The Phase I PoS reflects the in-vivo CNS/muscle CRISPR maturity bar rather than ex-vivo precedent: as of 2026 there are no pivotal-stage in-vivo CNS-CRISPR programs, with Editas's EDIT-101 (in-vivo CRISPR for LCA10) paused/deprioritized after only 3 of 14 patients showed clinically meaningful improvement and the company now seeking a partner, and Verve's VERVE-101/-102 (PCSK9 base editing) the only credible in-vivo CRISPR with positive Phase 1 data — and liver is the easiest in-vivo organ for LNP delivery. CNS and muscle delivery remain unproven at the pivotal stage.

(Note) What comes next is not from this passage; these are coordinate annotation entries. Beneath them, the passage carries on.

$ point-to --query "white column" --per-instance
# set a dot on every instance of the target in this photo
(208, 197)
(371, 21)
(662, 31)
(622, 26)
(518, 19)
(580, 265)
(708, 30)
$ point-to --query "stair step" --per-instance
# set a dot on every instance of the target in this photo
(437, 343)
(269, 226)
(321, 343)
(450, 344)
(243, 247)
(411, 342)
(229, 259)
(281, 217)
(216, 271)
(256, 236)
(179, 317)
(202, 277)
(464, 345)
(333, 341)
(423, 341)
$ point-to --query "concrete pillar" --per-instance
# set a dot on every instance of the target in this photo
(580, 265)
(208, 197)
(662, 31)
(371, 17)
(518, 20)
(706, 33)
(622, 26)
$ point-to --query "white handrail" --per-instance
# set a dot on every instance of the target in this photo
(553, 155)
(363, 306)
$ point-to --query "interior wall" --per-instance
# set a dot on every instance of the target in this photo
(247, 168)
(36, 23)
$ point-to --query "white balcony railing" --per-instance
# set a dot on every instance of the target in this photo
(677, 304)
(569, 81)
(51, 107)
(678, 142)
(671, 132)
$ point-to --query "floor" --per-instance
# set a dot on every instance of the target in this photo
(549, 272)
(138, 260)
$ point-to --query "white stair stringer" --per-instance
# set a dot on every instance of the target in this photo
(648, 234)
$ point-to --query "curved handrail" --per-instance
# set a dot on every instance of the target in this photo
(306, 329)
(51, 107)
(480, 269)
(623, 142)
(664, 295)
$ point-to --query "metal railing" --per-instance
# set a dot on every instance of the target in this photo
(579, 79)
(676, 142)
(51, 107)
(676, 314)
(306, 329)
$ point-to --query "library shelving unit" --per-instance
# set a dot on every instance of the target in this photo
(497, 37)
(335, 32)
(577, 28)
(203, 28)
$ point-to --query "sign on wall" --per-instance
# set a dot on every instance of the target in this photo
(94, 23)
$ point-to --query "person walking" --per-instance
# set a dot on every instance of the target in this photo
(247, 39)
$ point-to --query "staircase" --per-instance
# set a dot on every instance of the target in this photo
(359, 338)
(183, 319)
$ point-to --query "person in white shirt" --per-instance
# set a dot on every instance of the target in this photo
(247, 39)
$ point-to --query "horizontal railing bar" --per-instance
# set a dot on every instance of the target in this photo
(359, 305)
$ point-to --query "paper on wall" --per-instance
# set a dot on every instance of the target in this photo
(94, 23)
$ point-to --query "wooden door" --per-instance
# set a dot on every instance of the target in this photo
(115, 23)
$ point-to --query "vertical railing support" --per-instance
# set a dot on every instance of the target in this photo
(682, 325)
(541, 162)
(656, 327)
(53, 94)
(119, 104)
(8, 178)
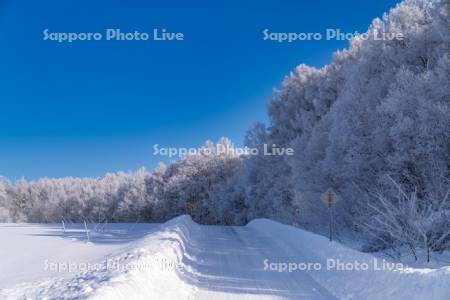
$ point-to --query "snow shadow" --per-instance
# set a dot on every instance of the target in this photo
(113, 233)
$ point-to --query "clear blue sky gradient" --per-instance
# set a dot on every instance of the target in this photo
(87, 108)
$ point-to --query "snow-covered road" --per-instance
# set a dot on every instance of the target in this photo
(231, 266)
(183, 260)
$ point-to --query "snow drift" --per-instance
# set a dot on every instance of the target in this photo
(184, 260)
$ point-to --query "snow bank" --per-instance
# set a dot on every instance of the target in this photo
(149, 266)
(382, 280)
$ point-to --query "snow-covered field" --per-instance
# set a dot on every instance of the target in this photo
(183, 260)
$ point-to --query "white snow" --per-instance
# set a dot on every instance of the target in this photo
(184, 260)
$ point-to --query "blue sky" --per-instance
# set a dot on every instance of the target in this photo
(87, 108)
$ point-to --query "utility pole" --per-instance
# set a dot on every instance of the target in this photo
(330, 198)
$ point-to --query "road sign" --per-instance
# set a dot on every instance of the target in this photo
(329, 198)
(190, 205)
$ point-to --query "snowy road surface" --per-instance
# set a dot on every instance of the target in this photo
(232, 267)
(183, 260)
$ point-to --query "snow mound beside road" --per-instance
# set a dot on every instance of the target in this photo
(149, 266)
(184, 260)
(382, 279)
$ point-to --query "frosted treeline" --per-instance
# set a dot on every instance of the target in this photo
(374, 125)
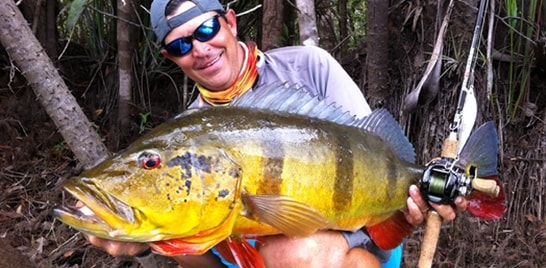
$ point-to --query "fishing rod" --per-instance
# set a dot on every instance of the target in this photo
(443, 179)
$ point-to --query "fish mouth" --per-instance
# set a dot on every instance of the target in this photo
(101, 215)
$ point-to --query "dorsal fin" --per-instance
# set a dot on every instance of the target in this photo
(383, 124)
(294, 99)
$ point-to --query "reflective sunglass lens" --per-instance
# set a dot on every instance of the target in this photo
(203, 33)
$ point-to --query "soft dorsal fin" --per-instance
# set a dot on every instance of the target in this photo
(383, 124)
(293, 99)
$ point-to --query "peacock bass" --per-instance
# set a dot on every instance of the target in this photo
(275, 161)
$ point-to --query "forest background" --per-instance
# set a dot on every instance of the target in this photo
(114, 82)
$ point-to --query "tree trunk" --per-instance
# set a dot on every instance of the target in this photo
(343, 28)
(272, 23)
(377, 61)
(51, 91)
(126, 33)
(307, 22)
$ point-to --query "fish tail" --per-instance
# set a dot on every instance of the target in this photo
(391, 232)
(238, 250)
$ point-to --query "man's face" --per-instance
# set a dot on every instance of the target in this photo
(216, 63)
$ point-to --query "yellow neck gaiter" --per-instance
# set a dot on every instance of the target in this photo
(245, 81)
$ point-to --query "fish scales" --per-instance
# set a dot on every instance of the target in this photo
(210, 169)
(316, 155)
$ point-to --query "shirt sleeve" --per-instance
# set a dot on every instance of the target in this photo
(334, 83)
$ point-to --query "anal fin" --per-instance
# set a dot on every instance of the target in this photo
(238, 250)
(391, 232)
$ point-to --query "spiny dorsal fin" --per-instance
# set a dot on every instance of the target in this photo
(293, 99)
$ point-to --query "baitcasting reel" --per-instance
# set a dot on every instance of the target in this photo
(444, 180)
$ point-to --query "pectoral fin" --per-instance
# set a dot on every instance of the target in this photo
(289, 216)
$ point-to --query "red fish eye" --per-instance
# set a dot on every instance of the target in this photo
(150, 161)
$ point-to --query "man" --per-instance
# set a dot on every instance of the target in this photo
(200, 36)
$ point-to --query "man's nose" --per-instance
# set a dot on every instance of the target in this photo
(200, 49)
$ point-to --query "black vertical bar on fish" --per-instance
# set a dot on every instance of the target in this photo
(273, 166)
(344, 180)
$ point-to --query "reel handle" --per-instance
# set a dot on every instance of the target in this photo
(488, 187)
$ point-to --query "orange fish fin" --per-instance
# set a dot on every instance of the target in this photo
(289, 216)
(238, 250)
(485, 206)
(390, 233)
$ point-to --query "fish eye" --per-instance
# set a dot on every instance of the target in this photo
(149, 160)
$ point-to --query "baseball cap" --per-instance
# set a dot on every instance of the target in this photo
(163, 26)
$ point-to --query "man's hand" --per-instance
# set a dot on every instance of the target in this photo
(418, 208)
(117, 248)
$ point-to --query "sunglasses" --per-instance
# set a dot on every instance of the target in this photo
(206, 31)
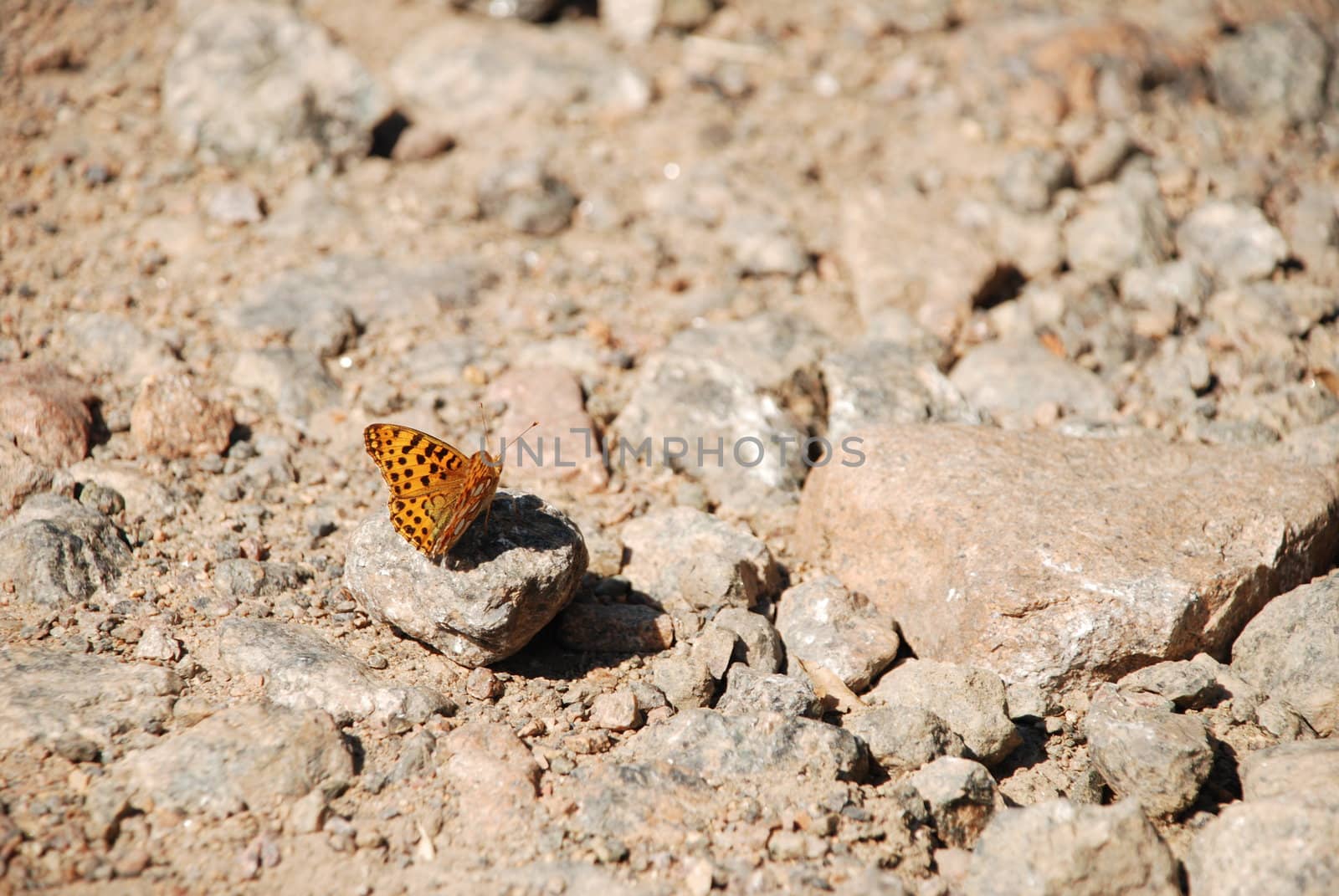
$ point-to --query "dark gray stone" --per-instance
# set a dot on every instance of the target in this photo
(1274, 69)
(972, 701)
(685, 557)
(823, 623)
(1232, 241)
(961, 796)
(1267, 847)
(758, 643)
(722, 748)
(1145, 751)
(57, 552)
(1291, 650)
(903, 738)
(526, 198)
(78, 704)
(1031, 177)
(248, 755)
(254, 79)
(752, 691)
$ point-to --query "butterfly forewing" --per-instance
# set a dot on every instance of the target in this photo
(435, 490)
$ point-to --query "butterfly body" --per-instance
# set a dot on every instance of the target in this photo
(437, 492)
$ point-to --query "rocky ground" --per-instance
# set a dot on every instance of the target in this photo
(988, 356)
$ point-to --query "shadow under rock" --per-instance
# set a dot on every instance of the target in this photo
(515, 523)
(544, 657)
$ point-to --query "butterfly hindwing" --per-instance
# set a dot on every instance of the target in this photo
(435, 490)
(413, 463)
(481, 484)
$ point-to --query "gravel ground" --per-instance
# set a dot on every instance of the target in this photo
(936, 485)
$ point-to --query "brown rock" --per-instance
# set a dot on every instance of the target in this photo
(46, 410)
(562, 446)
(492, 765)
(20, 476)
(172, 419)
(1049, 559)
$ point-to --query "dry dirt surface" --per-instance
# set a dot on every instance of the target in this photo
(934, 488)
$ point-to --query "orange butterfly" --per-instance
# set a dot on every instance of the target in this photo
(435, 490)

The verdict is a platform-shaped genetic-medicine opportunity with genuine financing logic. The top-10 ranking is justified by causal genetics and whitespace, but the next diligence step is delivery and off-target evidence, not a bigger market model.
Key risks
Asset-specific, not generic biotech risks
- In vivo CRISPR delivery to affected CNS or muscle tissues may be the limiting factor.
- Repeat-expanded loci create off-target and genotoxicity concerns distinct from ex vivo editing.
- Disease heterogeneity across DM1, Huntington disease, and related disorders may limit platform reuse.
- Regulators may require long follow-up before accepting irreversible repeat-targeting edits.
- In-vivo CRISPR delivery to CNS/muscle has zero pivotal-stage approvals as of 2026 (Editas EDIT-101 deprioritized 2024; Verve VERVE-101/-102 liver-only). Phase I PoS 0.55 reflects this maturity bar; upside requires maturation of in-vivo non-liver CRISPR delivery before pivotal.